1295b: 39-1296a5: It is best for citizens in a city-state to possess a moderate amount of wealth because where some have a lot and some have none the result is the ultimate democracy or unmixed oligarchy. Tyranny can result from both these extremes. It is much less likely to spring from moderate systems of government.

1276a: 12-14: Some democracies, like tyrannies, rest on force and are not directed toward the common advantage.

1312b: 35-38: Ultimate democracy, like unmixed and final oligarchy, is really a tyranny divided [among a multitude of persons].[1]

The founders of the United States of America had mixed views about democracy. Nearly all of them seem to have feared it more than they respected it. They recognized that concessions to fairly wide participation in politics might have to be made to placate the masses — who, after all, had served as cannon fodder in the recently concluded war of secession from the British Empire — but they designed a system in which voting would be hobbled and circumscribed, so that the common people would be kept from giving direct vent to their passions by seizing control of the government and using it to plunder the rich. The founders conspicuously feared "mob rule" and associated it with untrammeled democracy.
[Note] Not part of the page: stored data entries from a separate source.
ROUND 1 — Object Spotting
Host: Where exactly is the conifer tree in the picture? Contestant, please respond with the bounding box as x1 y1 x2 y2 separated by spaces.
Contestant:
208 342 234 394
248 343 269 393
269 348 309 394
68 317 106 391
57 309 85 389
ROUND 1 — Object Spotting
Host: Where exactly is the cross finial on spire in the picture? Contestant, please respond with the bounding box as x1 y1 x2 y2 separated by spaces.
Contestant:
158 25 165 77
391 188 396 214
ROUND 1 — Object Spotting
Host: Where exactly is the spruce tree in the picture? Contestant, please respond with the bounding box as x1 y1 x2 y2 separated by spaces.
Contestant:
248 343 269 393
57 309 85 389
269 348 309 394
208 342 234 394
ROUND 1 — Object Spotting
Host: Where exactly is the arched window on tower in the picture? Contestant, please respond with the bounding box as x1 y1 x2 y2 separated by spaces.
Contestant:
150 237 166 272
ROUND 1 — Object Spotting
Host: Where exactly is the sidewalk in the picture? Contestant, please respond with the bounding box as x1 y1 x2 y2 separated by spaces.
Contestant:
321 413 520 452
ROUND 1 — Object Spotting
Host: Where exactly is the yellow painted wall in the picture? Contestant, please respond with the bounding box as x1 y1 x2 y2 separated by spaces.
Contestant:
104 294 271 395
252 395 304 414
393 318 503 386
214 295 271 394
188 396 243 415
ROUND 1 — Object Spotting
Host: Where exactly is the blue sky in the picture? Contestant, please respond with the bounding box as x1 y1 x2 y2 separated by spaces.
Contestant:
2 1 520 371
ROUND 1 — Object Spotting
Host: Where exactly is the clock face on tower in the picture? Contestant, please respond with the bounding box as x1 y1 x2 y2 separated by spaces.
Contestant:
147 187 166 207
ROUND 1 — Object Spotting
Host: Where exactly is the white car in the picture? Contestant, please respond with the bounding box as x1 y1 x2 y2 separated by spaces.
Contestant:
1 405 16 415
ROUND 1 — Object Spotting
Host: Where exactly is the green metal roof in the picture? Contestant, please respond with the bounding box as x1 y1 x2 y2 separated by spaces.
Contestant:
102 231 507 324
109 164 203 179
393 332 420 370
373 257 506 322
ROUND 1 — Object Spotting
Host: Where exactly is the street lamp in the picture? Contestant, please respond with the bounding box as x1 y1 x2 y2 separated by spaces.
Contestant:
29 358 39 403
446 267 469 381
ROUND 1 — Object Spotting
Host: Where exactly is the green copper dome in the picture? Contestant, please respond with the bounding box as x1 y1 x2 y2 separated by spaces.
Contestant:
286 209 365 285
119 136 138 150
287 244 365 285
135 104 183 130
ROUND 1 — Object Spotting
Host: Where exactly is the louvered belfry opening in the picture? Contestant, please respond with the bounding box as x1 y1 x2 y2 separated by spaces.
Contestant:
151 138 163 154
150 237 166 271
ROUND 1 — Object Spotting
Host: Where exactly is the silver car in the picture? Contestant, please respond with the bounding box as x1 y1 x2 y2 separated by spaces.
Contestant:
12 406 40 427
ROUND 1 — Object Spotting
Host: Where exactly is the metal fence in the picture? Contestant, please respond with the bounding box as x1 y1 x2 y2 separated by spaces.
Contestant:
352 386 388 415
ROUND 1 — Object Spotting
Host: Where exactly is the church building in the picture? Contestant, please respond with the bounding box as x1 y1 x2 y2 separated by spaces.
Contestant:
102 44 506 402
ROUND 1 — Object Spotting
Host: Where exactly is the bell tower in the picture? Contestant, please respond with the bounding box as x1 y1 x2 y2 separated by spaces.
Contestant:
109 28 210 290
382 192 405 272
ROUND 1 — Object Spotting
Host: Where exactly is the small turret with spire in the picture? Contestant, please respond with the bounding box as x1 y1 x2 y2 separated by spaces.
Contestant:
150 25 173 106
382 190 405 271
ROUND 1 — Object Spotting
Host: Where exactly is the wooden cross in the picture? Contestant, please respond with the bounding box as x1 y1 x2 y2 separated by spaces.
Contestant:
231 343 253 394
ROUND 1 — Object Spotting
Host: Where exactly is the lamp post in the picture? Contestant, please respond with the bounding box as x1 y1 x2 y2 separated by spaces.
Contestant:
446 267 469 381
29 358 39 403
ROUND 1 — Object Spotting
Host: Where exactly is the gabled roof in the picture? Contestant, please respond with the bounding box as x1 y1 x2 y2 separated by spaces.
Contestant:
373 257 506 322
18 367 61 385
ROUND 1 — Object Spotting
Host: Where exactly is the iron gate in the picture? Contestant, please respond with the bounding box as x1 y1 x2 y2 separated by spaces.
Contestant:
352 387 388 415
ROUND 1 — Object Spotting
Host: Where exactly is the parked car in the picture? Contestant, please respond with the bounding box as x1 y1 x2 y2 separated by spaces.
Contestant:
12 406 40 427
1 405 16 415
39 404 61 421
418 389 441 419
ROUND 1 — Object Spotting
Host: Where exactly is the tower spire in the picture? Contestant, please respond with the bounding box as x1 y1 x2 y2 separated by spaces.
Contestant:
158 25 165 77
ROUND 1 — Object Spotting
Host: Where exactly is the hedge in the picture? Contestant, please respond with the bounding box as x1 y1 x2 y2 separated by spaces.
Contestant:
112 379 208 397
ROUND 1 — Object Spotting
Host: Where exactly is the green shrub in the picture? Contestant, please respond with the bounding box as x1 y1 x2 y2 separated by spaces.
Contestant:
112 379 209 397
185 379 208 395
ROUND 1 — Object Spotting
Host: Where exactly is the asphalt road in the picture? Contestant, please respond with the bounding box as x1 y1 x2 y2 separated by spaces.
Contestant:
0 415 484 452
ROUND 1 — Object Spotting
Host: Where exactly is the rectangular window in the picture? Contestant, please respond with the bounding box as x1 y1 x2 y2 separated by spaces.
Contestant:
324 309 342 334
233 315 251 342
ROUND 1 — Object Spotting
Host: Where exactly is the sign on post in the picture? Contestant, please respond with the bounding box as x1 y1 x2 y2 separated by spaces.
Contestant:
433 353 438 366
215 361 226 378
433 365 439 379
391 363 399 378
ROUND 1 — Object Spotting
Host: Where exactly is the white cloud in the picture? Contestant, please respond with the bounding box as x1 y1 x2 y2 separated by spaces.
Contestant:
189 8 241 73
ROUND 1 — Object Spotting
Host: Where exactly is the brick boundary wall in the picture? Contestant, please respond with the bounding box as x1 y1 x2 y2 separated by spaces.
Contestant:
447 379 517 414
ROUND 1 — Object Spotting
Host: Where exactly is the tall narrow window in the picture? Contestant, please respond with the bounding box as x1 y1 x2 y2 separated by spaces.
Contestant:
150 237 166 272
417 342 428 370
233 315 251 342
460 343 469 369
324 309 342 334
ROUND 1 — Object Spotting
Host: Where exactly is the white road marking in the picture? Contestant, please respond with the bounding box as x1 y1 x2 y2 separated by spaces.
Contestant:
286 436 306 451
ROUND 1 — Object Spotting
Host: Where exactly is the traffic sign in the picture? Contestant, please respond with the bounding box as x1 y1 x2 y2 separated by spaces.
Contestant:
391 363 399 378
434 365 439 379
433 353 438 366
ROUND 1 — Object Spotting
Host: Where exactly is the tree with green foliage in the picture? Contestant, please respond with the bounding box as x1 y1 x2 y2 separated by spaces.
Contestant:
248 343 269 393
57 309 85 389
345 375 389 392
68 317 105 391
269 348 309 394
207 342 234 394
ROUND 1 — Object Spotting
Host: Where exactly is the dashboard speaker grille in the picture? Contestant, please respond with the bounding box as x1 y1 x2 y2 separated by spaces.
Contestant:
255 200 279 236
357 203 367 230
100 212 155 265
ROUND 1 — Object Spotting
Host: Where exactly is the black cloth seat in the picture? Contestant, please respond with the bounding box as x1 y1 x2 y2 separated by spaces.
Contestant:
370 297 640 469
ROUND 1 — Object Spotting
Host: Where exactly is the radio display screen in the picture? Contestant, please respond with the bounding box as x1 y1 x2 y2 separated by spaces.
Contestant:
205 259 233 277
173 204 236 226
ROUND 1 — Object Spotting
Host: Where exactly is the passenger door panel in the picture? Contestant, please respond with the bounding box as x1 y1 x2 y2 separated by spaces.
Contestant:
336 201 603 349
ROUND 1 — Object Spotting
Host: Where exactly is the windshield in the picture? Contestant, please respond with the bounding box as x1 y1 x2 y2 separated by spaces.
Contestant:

All of the newly independent states required property-holding and other qualifications for voting, and, in practice, the franchise was limited in most places to a small minority of the population — a subset of the adult, white males. The Constitution of the United States does not contain the word democracy, although it stipulates certain protocols for the election of officials, and it relies instead on federalism and the separation of powers to preserve liberty.

Although democracy made giant ideological strides in the nineteenth century, a few writers had the courage to condemn it even well into the twentieth century. Among the most astute of them was Joseph A. Schumpeter. In Capitalism, Socialism, and Democracy, he posits as a point of departure for analysis the classical conception of democracy: "the democratic method is that institutional arrangement for arriving at political decisions which realizes the common good by making the people itself decide issues through the election of individuals who are to assemble in order to carry out its will."[2] He then proceeds to demolish the pretension that this conception makes sense.